Figure 2. Out-of-fold model performance in predicting misdiagnosis. Green lines represent predictive performance on unseen out-of-fold data for each of the 400 final models. The thick blue line represents the average of all ROC curves. The grey area represents 1 SD. AUC: area under the receiver operating characteristic curve; ROC: receiver operating characteristic.
Figure 3. Results for the top 10 variables in the misdiagnosis model. Shown is SHAP analysis of the factors associated with misdiagnosis. The features (y-axis) are ordered by their average feature importance, indicated by the value inside the brackets, across all models. Each colored dot represents a participant, where the color gradient shows the value of the answer (red if low, green if high, and grey if missing), and the corresponding value on the x-axis shows directionality and the impact on model output, as determined using SHAP analysis. Values below 0 show directionality toward being correctly diagnosed, whereas values above 0 show directionality toward misdiagnosis. SHAP: Shapley additive explanations.

Model performance was largely driven by the top 5 predictors, with a steady decline in SHAP scores for subsequent variables. Of the top 10 predictors, 9 were selected in more than 75% (n=300) of the models, suggesting a relatively stable model composition. The exception was a variable related to “being more sexually active than usual,” which was selected in 71% (n=284) of the models. More detailed information on feature selection frequency is provided in Figure S3 in Multimedia Appendix 1.

Help-Seeking Behavior

Help-seeking behavior was investigated in 379 participants who were misdiagnosed at the baseline and who had completed at least 1 of the follow-up questionnaires.
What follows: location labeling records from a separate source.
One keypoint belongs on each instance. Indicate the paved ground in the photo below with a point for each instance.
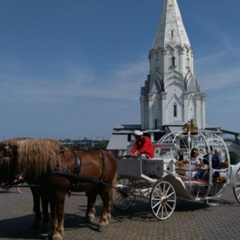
(190, 220)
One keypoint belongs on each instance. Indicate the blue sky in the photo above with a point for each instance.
(75, 68)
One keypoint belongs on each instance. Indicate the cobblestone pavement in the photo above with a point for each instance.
(191, 220)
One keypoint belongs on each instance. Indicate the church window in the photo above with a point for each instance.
(173, 61)
(175, 110)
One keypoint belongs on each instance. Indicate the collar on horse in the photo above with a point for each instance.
(74, 176)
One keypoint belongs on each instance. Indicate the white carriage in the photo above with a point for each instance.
(164, 178)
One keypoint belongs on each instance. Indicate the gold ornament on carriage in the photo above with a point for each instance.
(191, 127)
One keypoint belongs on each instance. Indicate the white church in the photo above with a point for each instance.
(171, 95)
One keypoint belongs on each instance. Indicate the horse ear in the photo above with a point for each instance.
(6, 148)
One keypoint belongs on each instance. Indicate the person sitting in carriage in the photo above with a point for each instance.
(143, 146)
(216, 164)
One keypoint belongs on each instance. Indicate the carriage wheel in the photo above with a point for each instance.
(124, 197)
(163, 200)
(236, 189)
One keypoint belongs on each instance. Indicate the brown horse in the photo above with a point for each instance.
(62, 170)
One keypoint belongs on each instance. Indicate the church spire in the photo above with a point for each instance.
(171, 93)
(171, 30)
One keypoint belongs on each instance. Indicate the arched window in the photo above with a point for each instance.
(173, 61)
(174, 110)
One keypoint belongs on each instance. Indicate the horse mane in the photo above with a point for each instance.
(37, 156)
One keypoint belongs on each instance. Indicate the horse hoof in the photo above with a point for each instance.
(102, 228)
(35, 226)
(90, 218)
(57, 236)
(45, 228)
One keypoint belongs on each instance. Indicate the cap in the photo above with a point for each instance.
(138, 133)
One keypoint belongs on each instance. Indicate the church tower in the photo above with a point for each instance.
(171, 94)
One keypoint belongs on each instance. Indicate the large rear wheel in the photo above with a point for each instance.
(236, 188)
(163, 200)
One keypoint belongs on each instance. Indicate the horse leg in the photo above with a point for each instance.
(106, 213)
(36, 208)
(56, 199)
(91, 206)
(45, 223)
Of those, 229 (60.42%) participants sought an appointment with a medical professional during the follow-up period to discuss their mental health and were therefore defined as “help-seekers.” The help-seeker and non–help-seeker groups differed significantly in the highest achieved education level, relationship status, well-being, and severity of depressive symptoms (Table S3 in Multimedia Appendix 1). Participants more likely to seek help were on average less formally educated, more likely single, reported higher mean severity of symptoms, and worse overall well-being.
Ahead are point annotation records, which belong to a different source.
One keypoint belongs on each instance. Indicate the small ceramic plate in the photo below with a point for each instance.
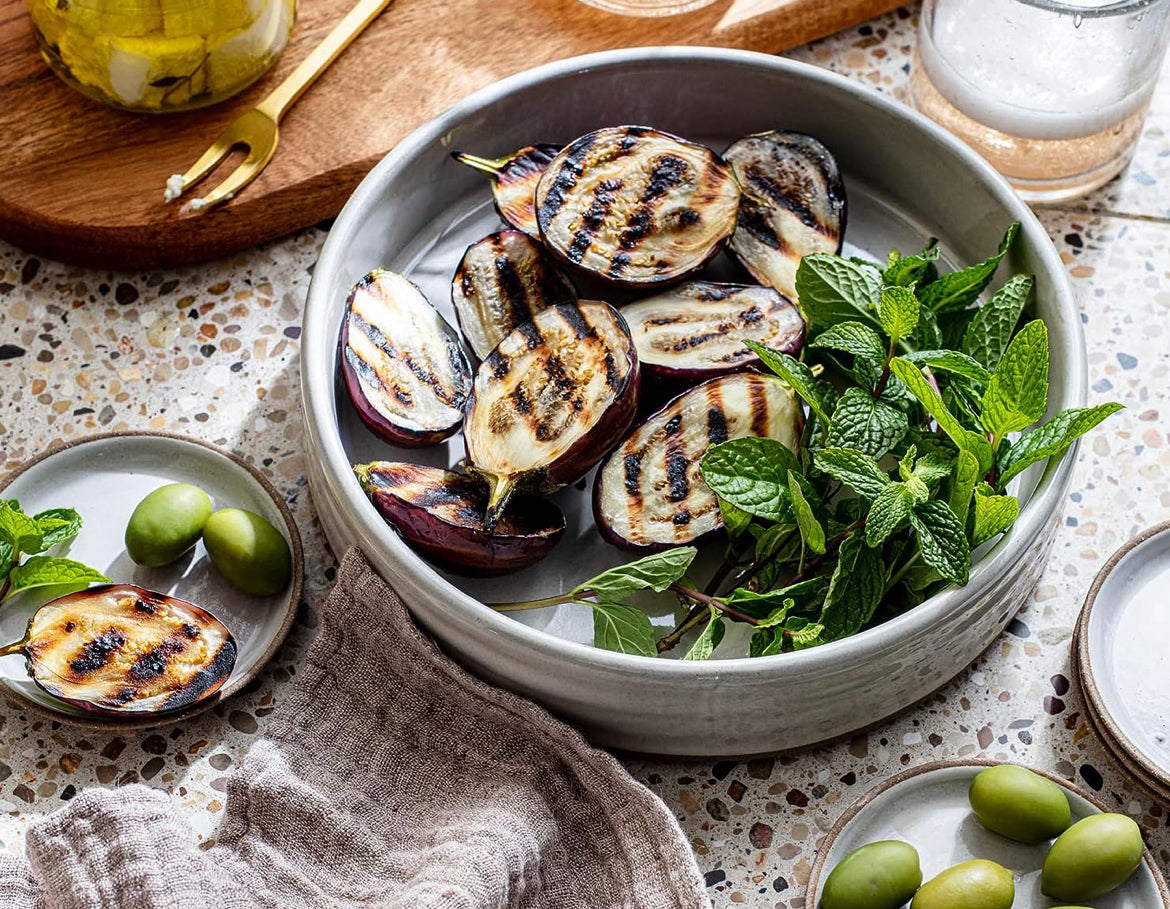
(928, 808)
(1121, 651)
(104, 477)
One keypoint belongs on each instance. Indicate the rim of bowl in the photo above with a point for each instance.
(231, 688)
(318, 400)
(873, 792)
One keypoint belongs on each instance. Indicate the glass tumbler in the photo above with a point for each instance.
(1052, 94)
The model achieved an AUC of 0.71 (SD 0.04; Figure 4), with a sensitivity of 65% (SD 13%), specificity of 72% (SD 13%), and average accuracy of 67% (SD 4%; Table S4 in Multimedia Appendix 1). The strongest predictor was the shorter time since patients last spoke to a general practitioner (GP) about their mental health at baseline (Figure 5). It was followed by sleep problems disrupting daily tasks and taking prescribed antidepressants, both associated with increased help-seeking. Consistent with this, lower help-seeking was observed in participants who had never been prescribed antidepressants, namely selective serotonin reuptake inhibitors (SSRIs). Furthermore, there was a lower likelihood of help-seeking with higher age at both the first episode of low mood and diagnosis of depression, which was similarly predictive to not having been previously diagnosed with depression. Finally, impaired ability to work, lower well-being scores, feeling worthless, and lower self-rated mental health were associated with help-seeking behavior.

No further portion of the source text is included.